Sterling fell against the dollar on Monday after a Bank of England policymaker indicated that interest rates may not have to be raised by as much or as quickly to cool inflationary pressures as many expect.
Writing in the Daily Mail, BoE Monetary Policy Committee member Andrew Sentance said current headline inflation is "temporary" and that a weak economy and housing market should help offset rising prices over the next year. Sentance echoed comments from British Finance Minister Alistair Darling over the weekend that pay awards had to be kept in check to ensure they did not add to inflationary pressure in the UK economy.

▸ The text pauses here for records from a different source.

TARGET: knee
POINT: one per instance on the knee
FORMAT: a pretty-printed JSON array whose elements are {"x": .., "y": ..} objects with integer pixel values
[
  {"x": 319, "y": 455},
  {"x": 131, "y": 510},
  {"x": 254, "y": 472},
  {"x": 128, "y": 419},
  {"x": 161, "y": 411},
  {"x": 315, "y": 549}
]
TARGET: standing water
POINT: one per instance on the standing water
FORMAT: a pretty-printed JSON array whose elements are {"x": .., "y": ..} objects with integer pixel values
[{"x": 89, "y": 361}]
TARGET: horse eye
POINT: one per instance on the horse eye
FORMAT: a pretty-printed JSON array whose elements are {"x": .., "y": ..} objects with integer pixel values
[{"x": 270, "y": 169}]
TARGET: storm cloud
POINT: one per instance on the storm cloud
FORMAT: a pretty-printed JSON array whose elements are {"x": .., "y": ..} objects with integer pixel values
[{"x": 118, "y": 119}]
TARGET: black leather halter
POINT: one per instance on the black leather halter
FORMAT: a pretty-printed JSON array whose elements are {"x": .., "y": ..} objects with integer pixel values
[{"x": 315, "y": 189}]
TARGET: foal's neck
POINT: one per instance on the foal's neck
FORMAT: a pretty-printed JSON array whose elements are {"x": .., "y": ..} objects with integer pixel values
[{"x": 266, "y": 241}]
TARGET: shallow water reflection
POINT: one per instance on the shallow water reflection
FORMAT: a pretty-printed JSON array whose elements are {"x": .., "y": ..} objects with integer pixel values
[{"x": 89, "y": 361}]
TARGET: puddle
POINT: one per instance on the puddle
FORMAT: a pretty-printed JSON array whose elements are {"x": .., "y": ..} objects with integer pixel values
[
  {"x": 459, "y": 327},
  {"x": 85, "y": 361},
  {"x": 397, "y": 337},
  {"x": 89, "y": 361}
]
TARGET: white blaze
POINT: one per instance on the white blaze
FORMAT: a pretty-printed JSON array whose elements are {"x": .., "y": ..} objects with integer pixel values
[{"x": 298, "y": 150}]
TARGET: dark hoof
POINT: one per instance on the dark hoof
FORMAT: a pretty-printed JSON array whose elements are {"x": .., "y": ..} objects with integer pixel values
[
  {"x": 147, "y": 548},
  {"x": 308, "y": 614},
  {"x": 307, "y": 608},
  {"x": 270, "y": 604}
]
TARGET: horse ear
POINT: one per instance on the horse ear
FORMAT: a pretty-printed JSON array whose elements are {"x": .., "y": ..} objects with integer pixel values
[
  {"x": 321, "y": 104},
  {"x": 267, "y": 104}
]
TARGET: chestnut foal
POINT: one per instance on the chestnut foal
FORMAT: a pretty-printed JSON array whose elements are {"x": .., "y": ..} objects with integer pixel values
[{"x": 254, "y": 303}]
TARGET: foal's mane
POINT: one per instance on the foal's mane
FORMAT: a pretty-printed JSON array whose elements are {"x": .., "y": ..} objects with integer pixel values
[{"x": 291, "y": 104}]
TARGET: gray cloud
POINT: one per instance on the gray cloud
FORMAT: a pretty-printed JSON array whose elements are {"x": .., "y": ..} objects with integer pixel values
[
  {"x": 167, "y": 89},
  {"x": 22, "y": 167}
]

Also weighing on sterling sentiment after last week's surprisingly strong retail numbers, property website Rightmove said average asking prices fell 1.2 percent this month after a 1.2 percent gain in May. "The big debate in the UK is the battle between prices and growth," said Chris Turner, head currency strategist at ING.
He argued however that while economic data painted a dismal picture for the UK, sterling's yield at 5 percent was a factor helping to stave off deeper declines in the currency. By 1348 GMT, the pound was 0.7 percent lower against a broadly firmer dollar at $1.9605, on course for its biggest daily percentage fall in 2 weeks.
The euro was flat on the day at 79.05 pence, recovering from a slide to a near two-week low last week. Last week, official data showed inflation reached its highest level in Britain in 11 years. The Bank of England has said inflation may rise above 4 percent this year, but policymakers have to balance that with a risk that sharply slowing economic growth will push it below the 2 percent target in two years' time.